Fostering Indie Communities
Server browsers are the lifeblood of indie games because they allow communities to self-organize. If a game only has 50 active players, a matchmaking queue would feel dead. But in a server browser, those 50 players will naturally gravitate to a single server, creating a lively, full world. Furthermore, it allows players to rent and host their own private servers, shifting compute costs away from the indie studio and onto the community.
3. The Hybrid Approach: Session Browsers
What if you are building a session-based co-op game (like Lethal Company or Phasmophobia) where a server browser feels too clunky, but matchmaking is too risky?
The solution is the Session Browser (or Lobby List). In this architecture, one player clicks "Host Game" and creates a lobby. The backend creates a record in the database. Other players click "Find Game" and are presented with a list of open lobbies. They can filter by language, difficulty, or map.
This provides the frictionless UI of modern games while maintaining the low-CCU survivability of a server browser. Many modern backend platforms (like Epic Online Services or Supercraft GSB) provide this Session/Lobby API out of the box.
4. Cost and Infrastructure Comparison
| Metric | Matchmaking | Server Browser |
|---|---|---|
| Backend Complexity | High.

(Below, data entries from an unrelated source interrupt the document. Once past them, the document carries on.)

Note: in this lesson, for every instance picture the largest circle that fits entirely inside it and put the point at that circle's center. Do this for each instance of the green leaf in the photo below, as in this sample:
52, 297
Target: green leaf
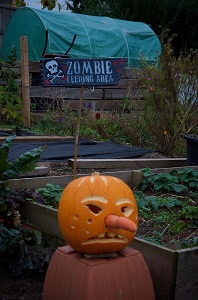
24, 163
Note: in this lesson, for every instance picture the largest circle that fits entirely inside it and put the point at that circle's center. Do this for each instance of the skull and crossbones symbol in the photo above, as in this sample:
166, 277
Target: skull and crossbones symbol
53, 70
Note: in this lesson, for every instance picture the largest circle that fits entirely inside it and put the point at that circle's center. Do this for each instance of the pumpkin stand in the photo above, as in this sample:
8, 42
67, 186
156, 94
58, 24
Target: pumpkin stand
98, 218
173, 272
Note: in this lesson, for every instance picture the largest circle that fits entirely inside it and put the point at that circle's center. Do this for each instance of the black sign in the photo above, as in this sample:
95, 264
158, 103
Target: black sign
77, 72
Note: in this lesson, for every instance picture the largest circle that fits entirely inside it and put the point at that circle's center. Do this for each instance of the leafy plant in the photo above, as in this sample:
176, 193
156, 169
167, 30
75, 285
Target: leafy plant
16, 234
51, 194
166, 203
170, 92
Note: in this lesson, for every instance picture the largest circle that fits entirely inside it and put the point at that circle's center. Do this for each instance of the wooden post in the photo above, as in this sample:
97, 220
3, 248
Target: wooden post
25, 80
77, 134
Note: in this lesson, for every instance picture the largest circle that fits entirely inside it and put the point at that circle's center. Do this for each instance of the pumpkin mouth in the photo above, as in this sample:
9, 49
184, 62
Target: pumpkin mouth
107, 237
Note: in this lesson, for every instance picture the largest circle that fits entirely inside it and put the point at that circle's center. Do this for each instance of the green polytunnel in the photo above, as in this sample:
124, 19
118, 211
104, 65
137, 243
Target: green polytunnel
52, 32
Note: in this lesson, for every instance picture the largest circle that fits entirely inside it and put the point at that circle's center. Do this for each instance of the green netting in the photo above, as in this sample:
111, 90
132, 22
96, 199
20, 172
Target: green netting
95, 36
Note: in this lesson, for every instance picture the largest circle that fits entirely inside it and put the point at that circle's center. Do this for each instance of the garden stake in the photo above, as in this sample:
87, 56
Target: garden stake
77, 134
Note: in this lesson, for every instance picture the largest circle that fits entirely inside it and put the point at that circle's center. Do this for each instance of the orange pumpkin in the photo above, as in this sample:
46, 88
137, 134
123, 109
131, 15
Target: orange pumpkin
97, 214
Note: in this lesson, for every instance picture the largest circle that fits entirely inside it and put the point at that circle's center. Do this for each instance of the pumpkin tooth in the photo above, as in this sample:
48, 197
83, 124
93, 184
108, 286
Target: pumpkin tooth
120, 236
101, 235
110, 234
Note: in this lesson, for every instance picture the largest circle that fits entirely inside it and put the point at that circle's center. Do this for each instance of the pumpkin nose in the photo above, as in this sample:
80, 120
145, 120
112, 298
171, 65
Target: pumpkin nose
116, 222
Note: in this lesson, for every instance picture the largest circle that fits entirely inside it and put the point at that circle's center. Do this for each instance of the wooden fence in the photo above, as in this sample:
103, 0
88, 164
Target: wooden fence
6, 13
99, 97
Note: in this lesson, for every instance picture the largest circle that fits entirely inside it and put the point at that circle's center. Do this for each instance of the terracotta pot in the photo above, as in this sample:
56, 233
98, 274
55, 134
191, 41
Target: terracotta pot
72, 276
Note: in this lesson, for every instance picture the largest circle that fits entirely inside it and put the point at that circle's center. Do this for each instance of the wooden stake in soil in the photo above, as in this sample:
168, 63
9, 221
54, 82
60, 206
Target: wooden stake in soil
77, 134
25, 80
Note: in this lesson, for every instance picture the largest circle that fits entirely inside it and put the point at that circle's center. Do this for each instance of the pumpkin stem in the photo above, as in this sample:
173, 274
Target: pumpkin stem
95, 173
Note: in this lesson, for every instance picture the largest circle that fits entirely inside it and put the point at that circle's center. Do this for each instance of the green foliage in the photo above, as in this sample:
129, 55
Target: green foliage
51, 194
169, 210
171, 98
10, 102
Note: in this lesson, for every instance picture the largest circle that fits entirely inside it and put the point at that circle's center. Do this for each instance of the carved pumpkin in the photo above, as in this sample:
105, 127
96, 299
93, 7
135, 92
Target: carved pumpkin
97, 214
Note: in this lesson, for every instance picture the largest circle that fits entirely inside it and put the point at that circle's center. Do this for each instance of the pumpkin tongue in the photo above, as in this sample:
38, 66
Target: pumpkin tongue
116, 222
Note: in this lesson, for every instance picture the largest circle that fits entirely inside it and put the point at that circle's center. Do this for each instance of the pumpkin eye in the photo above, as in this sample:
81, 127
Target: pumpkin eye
95, 209
127, 210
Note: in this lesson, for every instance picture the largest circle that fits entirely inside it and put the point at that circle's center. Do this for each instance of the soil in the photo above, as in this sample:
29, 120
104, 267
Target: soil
14, 287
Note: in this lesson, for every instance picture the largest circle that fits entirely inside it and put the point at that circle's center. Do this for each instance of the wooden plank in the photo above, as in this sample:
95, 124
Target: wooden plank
121, 93
134, 163
38, 182
44, 217
25, 81
41, 138
161, 261
64, 92
187, 269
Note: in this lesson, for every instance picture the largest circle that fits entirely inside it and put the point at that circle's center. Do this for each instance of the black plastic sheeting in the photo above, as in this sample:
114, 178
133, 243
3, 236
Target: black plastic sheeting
62, 151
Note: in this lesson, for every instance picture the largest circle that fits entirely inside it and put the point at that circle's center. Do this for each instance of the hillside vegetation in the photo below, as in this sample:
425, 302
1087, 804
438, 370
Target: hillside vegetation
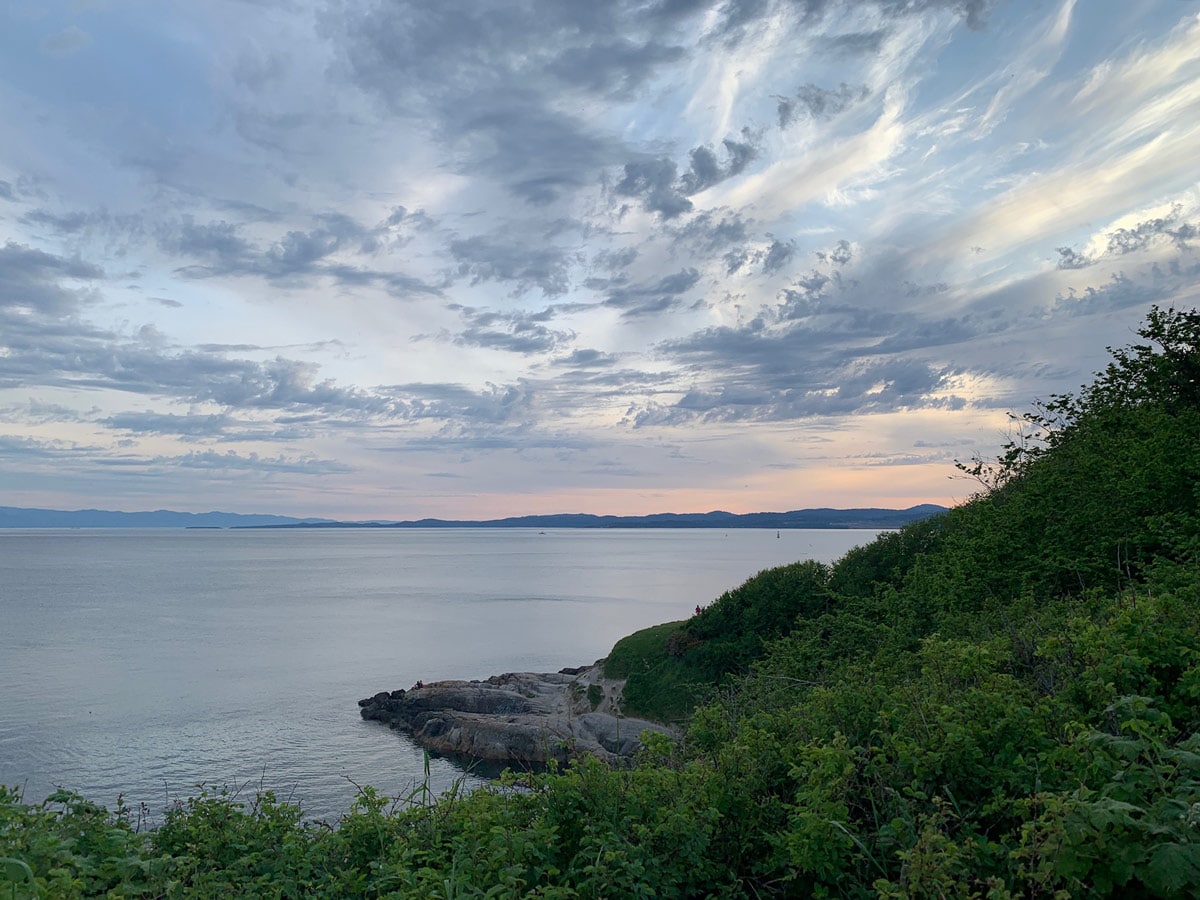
1000, 701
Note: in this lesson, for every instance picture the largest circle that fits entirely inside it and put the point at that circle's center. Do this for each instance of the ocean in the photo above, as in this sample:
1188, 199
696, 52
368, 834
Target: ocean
149, 663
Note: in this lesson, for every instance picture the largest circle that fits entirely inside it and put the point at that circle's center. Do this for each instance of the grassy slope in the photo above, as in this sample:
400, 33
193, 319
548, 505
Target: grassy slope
1003, 701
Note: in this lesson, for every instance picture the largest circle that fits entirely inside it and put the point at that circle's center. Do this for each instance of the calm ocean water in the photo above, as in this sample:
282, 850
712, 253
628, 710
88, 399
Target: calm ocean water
145, 663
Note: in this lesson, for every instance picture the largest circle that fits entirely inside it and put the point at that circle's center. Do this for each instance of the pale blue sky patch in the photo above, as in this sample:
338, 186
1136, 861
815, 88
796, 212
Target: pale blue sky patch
399, 259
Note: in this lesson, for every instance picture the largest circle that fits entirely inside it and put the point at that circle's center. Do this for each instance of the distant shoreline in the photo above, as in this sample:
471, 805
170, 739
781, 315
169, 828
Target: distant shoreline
807, 519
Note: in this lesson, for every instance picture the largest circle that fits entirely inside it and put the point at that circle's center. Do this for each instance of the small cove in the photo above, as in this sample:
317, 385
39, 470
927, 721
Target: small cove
145, 663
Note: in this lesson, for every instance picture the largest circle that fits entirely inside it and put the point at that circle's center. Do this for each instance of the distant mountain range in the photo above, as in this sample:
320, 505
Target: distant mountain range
18, 517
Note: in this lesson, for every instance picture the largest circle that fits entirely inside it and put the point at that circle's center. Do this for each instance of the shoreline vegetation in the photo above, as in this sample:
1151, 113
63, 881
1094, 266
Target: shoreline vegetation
999, 701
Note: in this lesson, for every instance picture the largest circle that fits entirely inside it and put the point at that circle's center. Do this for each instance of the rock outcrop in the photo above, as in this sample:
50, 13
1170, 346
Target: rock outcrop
520, 718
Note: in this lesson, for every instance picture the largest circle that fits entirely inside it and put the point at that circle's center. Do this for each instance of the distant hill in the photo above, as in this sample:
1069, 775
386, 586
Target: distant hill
796, 519
18, 517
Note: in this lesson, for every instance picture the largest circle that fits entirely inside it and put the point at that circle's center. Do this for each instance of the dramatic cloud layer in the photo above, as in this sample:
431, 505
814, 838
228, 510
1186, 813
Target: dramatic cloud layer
397, 258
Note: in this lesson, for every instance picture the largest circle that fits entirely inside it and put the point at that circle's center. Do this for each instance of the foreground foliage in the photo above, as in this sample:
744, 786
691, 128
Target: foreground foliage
1001, 701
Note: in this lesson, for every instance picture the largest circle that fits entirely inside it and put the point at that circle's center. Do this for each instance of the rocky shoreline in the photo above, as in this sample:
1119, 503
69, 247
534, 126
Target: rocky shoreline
520, 718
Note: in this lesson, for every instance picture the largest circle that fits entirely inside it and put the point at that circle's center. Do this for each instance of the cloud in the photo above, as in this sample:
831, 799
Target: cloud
33, 280
66, 42
819, 102
522, 261
654, 297
514, 333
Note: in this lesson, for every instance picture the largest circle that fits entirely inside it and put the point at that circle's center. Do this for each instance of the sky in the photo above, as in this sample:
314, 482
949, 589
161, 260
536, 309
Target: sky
468, 259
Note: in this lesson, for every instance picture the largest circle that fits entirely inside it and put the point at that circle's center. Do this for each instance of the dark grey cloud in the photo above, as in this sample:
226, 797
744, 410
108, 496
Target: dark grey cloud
513, 331
649, 298
819, 102
215, 243
615, 66
711, 232
795, 372
840, 255
655, 181
186, 426
858, 43
297, 256
509, 257
456, 403
492, 82
778, 255
231, 461
615, 261
34, 280
1069, 258
1141, 235
587, 358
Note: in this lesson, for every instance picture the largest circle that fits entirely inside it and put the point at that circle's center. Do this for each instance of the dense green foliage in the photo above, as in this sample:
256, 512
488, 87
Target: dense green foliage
1001, 701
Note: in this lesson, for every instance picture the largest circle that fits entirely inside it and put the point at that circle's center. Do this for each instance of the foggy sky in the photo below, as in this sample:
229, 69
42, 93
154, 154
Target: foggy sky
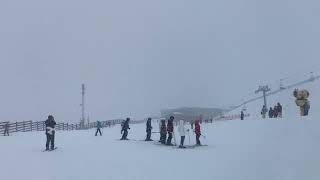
137, 57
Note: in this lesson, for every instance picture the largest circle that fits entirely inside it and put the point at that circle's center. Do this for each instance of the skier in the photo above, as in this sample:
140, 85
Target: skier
149, 129
271, 113
279, 107
6, 129
264, 111
163, 132
99, 126
182, 132
50, 132
306, 108
170, 130
275, 111
198, 132
124, 130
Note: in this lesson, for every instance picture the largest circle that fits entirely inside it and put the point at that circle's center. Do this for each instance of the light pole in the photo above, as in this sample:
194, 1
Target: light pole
82, 107
264, 90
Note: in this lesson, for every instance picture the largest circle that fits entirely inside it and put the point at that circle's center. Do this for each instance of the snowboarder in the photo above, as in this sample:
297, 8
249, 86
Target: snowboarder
99, 126
163, 132
170, 130
264, 111
198, 132
242, 115
182, 132
149, 129
6, 129
50, 132
270, 112
124, 130
279, 107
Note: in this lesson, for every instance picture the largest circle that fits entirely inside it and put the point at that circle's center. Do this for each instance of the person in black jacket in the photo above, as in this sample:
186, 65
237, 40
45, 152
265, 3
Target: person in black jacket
163, 132
279, 107
242, 115
170, 130
124, 130
50, 132
149, 129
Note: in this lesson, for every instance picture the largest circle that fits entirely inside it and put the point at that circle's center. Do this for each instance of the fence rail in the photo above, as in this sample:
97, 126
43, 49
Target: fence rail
28, 126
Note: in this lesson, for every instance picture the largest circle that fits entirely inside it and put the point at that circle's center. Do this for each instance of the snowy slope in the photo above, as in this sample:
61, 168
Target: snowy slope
254, 149
287, 100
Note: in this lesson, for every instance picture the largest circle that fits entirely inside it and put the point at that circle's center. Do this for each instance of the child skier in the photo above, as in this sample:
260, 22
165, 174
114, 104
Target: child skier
163, 132
149, 129
50, 132
170, 130
198, 132
182, 132
124, 130
99, 126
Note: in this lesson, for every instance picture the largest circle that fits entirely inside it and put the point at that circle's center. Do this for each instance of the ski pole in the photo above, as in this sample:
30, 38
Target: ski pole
189, 137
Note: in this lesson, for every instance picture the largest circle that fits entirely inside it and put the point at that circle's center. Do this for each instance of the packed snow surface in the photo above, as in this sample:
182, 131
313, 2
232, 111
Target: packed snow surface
253, 149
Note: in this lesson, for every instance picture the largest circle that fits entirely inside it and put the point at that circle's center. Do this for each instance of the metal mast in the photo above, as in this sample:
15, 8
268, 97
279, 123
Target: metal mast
82, 106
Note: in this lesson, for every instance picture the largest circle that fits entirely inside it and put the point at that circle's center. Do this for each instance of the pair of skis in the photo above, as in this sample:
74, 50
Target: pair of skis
50, 150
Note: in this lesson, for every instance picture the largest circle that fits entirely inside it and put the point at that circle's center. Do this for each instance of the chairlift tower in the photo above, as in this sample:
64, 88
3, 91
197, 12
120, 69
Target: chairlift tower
264, 90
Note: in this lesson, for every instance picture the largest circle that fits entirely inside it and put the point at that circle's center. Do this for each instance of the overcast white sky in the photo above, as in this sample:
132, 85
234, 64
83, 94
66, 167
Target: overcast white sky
140, 56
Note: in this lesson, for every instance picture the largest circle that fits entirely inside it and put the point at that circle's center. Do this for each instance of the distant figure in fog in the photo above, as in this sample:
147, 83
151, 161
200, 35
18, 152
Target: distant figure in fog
270, 112
242, 115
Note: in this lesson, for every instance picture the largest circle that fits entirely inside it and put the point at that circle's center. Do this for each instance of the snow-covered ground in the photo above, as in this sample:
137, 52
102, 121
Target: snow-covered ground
253, 149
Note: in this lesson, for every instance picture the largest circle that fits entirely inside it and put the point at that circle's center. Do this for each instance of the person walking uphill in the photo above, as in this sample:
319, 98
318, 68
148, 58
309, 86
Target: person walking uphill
99, 126
149, 129
182, 132
124, 130
50, 132
279, 107
198, 132
170, 130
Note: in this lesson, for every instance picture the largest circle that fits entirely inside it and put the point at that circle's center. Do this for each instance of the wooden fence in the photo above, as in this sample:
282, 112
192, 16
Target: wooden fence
28, 126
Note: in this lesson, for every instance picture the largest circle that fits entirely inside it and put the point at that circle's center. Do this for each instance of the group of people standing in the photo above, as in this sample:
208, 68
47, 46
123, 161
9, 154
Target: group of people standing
275, 112
168, 129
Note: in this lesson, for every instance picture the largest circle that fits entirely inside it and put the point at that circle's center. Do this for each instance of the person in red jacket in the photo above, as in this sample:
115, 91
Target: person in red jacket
197, 130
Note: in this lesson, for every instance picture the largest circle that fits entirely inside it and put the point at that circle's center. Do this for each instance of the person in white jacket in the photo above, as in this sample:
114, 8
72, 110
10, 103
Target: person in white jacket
182, 132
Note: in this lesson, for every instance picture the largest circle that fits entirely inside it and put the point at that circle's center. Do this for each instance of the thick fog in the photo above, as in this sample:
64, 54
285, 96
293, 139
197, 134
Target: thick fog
138, 57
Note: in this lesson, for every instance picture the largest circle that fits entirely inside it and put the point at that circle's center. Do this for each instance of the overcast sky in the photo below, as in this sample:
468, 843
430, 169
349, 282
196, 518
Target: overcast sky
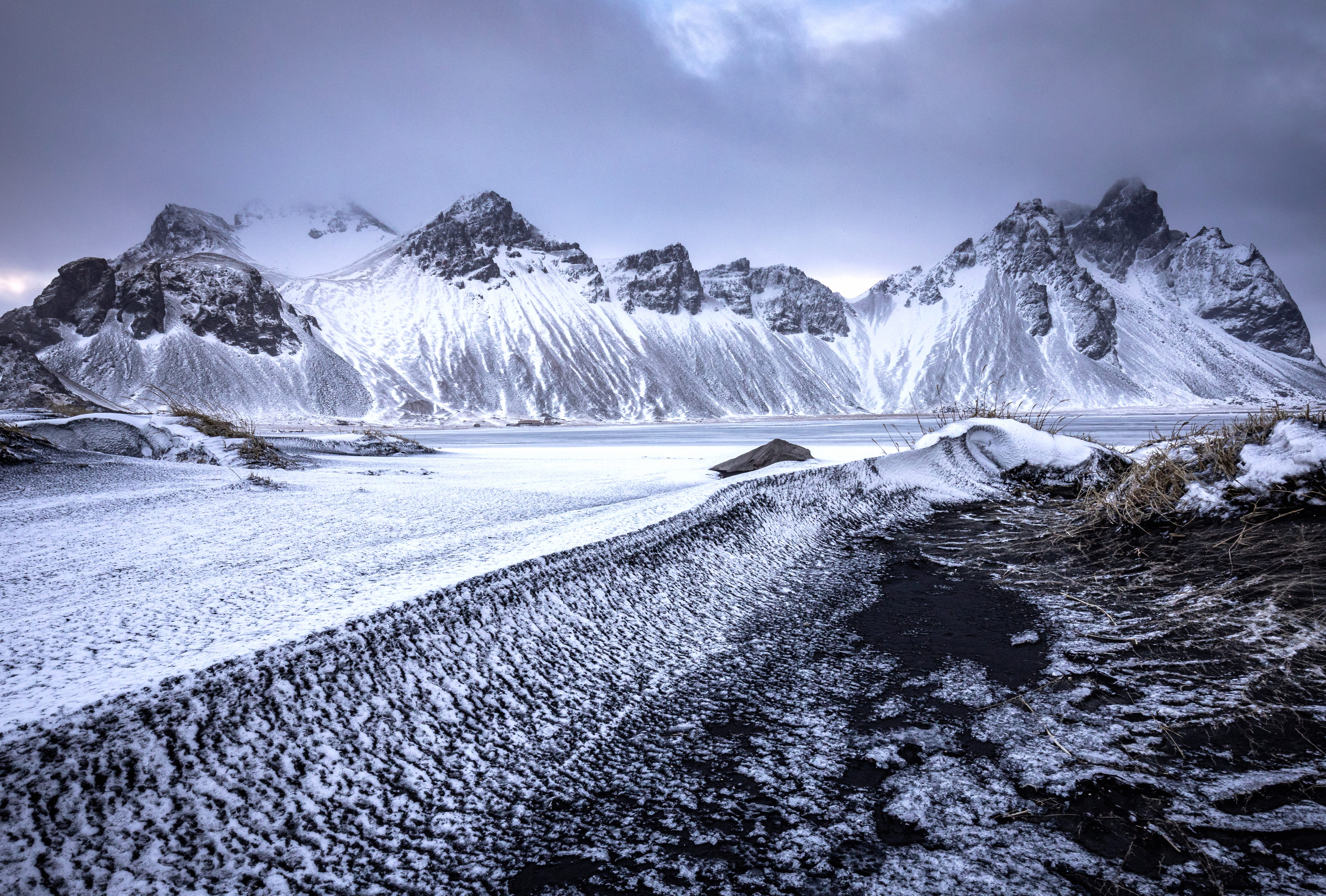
851, 140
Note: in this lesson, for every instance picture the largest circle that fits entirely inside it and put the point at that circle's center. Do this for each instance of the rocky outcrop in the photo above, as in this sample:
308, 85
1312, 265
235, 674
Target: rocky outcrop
1128, 226
181, 231
784, 297
770, 452
471, 240
731, 285
329, 220
1231, 285
214, 295
660, 280
789, 301
226, 299
1235, 288
1030, 254
1032, 250
894, 285
80, 297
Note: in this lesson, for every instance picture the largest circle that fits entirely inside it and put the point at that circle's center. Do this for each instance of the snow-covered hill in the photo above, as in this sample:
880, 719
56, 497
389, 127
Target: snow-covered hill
479, 313
1116, 311
309, 239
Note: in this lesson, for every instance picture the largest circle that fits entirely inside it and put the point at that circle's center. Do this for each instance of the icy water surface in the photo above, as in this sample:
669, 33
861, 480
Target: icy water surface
1113, 427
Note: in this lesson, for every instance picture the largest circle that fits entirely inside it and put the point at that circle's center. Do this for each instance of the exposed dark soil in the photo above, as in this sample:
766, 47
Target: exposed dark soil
762, 773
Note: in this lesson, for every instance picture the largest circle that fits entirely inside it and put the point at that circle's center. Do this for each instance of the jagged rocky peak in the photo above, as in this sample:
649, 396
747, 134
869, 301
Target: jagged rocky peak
1069, 211
81, 296
1128, 226
784, 297
323, 219
181, 231
1235, 288
214, 295
893, 285
483, 238
227, 299
1030, 255
661, 280
791, 301
1231, 285
730, 284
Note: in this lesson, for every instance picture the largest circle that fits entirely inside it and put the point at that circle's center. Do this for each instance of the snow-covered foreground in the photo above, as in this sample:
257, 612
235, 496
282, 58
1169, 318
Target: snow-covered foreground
130, 570
127, 572
405, 749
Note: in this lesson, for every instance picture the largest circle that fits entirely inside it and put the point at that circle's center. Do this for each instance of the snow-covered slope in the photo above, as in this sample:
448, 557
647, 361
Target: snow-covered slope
479, 313
1116, 311
174, 313
309, 239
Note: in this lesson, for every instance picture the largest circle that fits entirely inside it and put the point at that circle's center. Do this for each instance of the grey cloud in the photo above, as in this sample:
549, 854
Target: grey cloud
860, 158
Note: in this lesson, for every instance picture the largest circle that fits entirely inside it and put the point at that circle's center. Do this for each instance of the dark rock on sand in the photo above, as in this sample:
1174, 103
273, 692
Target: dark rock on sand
767, 454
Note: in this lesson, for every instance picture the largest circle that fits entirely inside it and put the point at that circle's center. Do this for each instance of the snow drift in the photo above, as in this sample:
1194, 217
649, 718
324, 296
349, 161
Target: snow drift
402, 751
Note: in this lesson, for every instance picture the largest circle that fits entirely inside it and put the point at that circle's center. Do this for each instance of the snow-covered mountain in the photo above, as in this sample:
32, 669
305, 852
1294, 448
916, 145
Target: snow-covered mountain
186, 312
478, 313
481, 313
309, 239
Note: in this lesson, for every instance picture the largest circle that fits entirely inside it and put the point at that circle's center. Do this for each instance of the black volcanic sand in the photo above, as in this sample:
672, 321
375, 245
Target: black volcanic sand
869, 617
775, 735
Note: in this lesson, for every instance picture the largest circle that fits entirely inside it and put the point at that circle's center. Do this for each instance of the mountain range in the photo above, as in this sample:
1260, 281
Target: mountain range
319, 311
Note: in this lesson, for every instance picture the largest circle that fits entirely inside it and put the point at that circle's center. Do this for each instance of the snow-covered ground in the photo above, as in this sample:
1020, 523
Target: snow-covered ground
132, 570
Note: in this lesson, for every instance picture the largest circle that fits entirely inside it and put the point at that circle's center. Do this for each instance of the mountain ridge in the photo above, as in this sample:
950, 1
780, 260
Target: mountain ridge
479, 313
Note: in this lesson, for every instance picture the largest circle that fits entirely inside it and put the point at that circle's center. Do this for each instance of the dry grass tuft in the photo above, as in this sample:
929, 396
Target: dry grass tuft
68, 410
1040, 417
264, 483
18, 446
382, 435
209, 418
258, 451
1150, 491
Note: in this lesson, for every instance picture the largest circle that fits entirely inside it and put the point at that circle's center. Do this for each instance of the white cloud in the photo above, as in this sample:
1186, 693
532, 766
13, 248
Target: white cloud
19, 287
702, 35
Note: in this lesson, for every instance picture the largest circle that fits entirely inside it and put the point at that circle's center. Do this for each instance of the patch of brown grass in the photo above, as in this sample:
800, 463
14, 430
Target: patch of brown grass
1150, 490
382, 435
258, 451
209, 418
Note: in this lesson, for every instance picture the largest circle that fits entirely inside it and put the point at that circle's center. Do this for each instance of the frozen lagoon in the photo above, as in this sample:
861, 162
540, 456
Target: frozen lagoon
127, 570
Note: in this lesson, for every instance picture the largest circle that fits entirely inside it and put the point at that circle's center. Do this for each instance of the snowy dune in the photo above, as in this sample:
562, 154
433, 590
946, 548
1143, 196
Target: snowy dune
135, 569
404, 748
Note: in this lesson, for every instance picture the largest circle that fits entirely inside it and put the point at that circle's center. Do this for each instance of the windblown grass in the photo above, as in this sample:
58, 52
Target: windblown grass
1040, 417
1150, 491
209, 418
382, 435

Requires Redis, worker queues, and orchestrators. | Low. A simple CRUD API with a heartbeat mechanism. |
| Compute Costs | High. The studio pays for every active server instance. | Low/Zero. Community can rent their own servers. |
| Minimum Viable CCU | ~1,000+ players required for healthy global queues. | 10+ players. They will naturally find each other. |
| Toxicity Control | Relies on automated reporting and ban waves. | Self-policing via active community server admins. |
5. Implementing a Server Browser in Engine
Whether you use Unity, Unreal, or Godot, implementing the client-side of a server browser is straightforward. You do not need complex networking code; it is purely a UI and HTTP task.
// Example Unity C# Client Fetching Servers
IEnumerator FetchServers()
{
UnityWebRequest request = UnityWebRequest.Get("https://api.yourbackend.com/v1/servers");
yield return request.SendWebRequest();
if (request.result == UnityWebRequest.Result.Success)
{
ServerList response = JsonUtility.FromJson<ServerList>(request.downloadHandler.text);
foreach (var server in response.servers)
{
SpawnUIElement(server.name, server.players, server.max_players, server.ip);
}
}
}
When the player clicks "Join" on the UI element, you extract the ip and pass it into your networking library (e.g., Mirror, Netcode, Unreal Connect Command) to initiate the UDP connection.
Summary: Which Should You Choose?
For 95% of Indie Studios: Choose a Server Browser or Lobby List. It drastically reduces backend engineering time, eliminates the risk of queue-death if player counts drop, and offloads server compute costs to dedicated community members.
Matchmaking should be reserved strictly for highly competitive, round-based esports titles where a massive marketing budget guarantees the thousands of concurrent players necessary to make the mathematical evaluation engine function.